Analysis of profilin dynamics at the cell membrane by image pair correlation and number and brightness analysis

R.J. Davey,¹ M.A. Digman,^1,2 E. Gratton,^1,2 N.M. Andronicos¹ and P.D.J. Moens,¹ ¹School of Science and Technology, University of New England, Armidale, NSW 2350, Australia and ²Laboratory for Fluorescence Dynamics, Department of Biomedical Engineering, 3210 Natural Sciences II Bldg., University of California, Irvine, California 92697-2715, USA.

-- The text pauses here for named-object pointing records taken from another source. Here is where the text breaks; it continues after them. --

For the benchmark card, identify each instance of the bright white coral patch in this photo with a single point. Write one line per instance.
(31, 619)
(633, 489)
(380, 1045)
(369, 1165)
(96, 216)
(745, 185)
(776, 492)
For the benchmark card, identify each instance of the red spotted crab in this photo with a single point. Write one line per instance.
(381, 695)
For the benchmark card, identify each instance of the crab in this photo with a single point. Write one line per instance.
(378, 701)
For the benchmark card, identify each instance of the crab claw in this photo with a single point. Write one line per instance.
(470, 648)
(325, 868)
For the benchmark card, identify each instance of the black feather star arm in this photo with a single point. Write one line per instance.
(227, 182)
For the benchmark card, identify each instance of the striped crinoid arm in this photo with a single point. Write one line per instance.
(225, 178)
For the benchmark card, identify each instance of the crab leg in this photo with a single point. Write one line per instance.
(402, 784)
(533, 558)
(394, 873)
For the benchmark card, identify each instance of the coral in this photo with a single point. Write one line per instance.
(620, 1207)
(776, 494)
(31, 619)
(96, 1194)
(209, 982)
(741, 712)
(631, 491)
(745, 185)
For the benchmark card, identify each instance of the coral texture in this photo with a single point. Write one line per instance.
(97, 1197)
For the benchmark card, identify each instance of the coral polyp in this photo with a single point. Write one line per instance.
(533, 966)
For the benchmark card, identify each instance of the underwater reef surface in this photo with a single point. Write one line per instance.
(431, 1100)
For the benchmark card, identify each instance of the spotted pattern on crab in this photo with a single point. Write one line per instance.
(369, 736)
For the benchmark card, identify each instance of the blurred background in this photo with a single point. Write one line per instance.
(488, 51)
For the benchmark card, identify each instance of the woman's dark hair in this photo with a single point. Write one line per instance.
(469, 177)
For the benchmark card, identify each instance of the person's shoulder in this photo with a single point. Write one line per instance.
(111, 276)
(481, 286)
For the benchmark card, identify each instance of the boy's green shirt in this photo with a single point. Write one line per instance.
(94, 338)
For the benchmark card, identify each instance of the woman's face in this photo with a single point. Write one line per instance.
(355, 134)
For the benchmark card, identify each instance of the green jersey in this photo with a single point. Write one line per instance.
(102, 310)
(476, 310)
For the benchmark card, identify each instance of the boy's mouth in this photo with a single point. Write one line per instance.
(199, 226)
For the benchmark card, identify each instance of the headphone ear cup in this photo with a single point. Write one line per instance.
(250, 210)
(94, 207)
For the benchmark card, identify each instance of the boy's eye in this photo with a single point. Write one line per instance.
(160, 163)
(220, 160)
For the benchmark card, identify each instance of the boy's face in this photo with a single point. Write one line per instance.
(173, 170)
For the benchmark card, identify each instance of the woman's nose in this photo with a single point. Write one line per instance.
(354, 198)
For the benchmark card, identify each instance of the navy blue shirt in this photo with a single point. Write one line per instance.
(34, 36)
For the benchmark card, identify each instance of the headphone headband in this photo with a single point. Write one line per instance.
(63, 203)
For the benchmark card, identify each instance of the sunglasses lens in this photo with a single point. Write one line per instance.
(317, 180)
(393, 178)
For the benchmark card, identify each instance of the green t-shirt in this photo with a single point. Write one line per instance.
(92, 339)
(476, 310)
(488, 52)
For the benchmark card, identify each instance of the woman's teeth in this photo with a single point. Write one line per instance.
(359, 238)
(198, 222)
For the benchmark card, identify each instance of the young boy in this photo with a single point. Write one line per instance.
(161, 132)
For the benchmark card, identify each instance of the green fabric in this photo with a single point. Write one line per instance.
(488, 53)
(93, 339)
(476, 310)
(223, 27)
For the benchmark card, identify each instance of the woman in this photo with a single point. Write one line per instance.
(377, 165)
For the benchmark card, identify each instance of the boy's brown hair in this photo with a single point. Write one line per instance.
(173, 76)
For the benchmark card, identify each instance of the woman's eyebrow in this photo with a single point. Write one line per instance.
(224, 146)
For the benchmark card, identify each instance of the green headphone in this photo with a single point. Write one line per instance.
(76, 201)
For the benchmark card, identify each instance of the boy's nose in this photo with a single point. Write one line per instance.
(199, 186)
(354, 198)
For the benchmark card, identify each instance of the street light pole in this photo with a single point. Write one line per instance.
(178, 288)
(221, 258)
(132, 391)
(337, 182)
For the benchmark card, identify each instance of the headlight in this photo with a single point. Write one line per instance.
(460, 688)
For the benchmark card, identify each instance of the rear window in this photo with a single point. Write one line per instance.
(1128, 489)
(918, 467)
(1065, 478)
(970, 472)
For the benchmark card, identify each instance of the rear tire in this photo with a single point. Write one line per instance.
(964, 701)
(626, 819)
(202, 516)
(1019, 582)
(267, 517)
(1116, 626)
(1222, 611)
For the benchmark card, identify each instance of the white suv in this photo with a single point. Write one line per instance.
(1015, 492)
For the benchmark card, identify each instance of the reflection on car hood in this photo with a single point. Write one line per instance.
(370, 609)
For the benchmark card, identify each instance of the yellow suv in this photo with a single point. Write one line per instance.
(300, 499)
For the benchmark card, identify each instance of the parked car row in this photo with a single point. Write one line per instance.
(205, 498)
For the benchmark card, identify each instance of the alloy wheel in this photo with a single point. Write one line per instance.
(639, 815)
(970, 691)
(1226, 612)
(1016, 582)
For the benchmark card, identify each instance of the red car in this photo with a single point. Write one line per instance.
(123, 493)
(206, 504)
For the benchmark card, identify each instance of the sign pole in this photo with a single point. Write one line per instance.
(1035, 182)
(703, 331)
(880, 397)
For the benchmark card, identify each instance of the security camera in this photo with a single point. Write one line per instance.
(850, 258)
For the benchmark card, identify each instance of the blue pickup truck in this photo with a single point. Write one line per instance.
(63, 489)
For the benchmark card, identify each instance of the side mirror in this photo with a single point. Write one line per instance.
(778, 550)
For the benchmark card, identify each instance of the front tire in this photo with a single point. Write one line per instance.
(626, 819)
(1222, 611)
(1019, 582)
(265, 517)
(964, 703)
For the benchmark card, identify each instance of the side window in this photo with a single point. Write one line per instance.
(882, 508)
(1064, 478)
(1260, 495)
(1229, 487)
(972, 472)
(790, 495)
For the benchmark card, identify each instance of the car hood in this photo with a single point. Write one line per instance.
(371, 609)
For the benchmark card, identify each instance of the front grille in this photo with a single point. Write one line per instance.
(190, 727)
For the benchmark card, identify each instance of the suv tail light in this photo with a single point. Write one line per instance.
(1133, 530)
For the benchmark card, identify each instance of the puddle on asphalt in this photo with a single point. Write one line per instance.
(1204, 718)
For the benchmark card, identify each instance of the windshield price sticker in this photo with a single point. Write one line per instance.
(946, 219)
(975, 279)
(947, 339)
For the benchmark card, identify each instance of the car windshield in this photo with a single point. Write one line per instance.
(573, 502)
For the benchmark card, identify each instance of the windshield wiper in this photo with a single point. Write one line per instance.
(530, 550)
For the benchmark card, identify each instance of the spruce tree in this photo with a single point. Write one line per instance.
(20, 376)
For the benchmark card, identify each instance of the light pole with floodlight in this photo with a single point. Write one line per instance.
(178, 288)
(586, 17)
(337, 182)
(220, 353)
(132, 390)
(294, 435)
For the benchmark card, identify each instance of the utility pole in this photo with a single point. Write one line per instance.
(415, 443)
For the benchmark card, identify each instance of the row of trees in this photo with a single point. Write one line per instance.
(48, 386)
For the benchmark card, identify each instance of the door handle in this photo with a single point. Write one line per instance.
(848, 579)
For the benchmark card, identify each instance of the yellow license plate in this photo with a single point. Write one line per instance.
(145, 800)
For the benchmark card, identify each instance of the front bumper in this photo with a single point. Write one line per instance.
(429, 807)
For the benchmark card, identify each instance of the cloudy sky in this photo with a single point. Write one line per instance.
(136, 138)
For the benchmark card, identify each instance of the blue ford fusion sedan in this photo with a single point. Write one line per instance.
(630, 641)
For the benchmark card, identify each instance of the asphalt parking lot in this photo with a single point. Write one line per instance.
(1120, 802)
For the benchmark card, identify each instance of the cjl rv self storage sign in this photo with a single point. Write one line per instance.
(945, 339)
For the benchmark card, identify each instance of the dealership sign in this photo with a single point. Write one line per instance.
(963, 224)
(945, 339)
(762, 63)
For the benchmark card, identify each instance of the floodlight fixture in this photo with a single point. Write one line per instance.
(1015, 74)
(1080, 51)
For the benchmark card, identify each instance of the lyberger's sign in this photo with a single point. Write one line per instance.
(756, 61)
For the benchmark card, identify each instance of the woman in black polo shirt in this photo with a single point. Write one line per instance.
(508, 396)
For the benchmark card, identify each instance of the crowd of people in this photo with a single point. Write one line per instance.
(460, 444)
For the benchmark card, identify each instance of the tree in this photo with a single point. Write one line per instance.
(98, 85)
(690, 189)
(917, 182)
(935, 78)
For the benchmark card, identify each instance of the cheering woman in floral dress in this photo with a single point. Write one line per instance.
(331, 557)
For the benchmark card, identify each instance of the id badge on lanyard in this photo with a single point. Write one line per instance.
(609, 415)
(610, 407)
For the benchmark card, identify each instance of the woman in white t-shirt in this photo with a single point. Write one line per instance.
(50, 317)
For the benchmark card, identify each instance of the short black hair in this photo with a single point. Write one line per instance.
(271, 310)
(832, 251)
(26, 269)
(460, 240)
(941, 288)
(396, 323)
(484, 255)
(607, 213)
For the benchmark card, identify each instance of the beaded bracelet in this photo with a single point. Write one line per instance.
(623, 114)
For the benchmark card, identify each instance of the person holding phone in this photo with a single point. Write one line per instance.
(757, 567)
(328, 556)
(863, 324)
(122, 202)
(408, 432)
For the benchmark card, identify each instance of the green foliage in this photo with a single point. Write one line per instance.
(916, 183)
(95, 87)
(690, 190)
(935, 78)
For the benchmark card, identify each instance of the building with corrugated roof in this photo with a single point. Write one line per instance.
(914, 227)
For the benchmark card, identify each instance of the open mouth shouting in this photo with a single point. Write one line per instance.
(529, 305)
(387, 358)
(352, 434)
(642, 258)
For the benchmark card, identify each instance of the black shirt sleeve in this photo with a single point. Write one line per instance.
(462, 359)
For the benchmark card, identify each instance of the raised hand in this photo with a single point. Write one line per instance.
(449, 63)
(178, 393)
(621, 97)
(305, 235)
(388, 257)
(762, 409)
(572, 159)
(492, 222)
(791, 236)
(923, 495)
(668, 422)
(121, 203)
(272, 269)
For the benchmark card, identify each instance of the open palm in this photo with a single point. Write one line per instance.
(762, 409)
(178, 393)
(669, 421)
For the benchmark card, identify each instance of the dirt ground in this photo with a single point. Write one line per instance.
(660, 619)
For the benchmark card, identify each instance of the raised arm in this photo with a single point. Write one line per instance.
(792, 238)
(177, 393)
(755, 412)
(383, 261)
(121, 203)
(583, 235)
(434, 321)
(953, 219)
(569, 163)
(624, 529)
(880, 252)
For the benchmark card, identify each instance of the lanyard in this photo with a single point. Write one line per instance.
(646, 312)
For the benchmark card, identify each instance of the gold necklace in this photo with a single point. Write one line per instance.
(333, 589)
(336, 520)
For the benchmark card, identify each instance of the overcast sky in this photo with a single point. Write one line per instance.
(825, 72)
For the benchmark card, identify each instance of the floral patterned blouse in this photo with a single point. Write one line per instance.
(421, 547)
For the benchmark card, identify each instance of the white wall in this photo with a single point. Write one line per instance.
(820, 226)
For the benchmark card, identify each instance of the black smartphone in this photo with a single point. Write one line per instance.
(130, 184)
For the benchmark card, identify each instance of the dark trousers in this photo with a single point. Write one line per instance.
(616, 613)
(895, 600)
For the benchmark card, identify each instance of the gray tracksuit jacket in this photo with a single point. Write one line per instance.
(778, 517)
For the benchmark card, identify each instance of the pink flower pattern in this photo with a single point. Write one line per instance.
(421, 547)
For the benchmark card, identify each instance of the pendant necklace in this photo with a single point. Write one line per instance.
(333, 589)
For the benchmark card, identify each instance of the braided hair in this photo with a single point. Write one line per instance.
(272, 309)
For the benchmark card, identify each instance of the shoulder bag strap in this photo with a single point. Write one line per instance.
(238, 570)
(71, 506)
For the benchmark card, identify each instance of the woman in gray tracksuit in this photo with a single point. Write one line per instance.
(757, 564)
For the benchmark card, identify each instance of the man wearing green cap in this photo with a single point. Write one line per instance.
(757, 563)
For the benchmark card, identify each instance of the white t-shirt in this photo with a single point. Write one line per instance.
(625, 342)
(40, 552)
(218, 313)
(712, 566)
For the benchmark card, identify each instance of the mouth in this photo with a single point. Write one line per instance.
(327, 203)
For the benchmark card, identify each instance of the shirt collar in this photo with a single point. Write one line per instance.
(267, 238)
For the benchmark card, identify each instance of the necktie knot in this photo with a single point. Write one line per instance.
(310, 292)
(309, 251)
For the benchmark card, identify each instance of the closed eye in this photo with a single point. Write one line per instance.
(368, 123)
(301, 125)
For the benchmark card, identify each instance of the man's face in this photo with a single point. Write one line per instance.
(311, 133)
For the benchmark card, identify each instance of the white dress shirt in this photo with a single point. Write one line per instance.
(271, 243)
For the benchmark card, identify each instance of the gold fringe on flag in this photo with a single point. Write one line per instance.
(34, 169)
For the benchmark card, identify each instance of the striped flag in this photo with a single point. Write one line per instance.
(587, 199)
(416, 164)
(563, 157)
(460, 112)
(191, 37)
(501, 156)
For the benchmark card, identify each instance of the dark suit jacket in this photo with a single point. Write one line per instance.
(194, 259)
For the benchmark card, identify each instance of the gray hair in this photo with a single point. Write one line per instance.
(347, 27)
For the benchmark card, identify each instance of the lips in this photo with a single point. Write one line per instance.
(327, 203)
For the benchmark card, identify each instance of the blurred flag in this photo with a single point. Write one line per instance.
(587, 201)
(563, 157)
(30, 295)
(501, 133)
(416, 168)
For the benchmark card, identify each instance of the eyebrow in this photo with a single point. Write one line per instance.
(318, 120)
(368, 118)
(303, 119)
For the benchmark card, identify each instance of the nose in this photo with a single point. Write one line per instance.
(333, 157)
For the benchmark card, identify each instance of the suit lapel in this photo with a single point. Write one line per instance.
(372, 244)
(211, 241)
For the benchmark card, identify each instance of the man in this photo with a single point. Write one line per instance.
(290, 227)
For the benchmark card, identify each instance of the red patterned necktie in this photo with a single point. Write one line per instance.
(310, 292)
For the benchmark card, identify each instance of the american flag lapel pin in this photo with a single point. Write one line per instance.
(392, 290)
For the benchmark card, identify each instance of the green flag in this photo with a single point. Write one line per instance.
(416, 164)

Profilin is known to bind and sequester G-actin but also to interact with phosphatidylinositol polyphosphate at the cell membrane. Many in vitro studies have investigated the role of profilin in actin filament assembly and disassembly. However, the dynamics and role of profilin at the membrane in live cell is still unknown. We used image pair correlation and Number & Brightness analysis of MDA cells expressing profilin-GFP to investigate profilin’s barrier to diffusion and aggregation. When Cytochalasin D disrupts actin polymerisation, we see a decrease in the barriers for profilin diffusion, which is independent of profilin’s actin-binding properties. In addition, we also see a decrease in the barriers to diffusion when the profilin phosphatidylinositol polyphosphate binding site is perturbed, suggesting two possible modes of restricting profilin diffusion at the membrane. Finally, the disruption of actin filament leads to an increased rate of profilin cluster assembly/disassembly possibly highlighting a cell mechanism to generate actin filaments.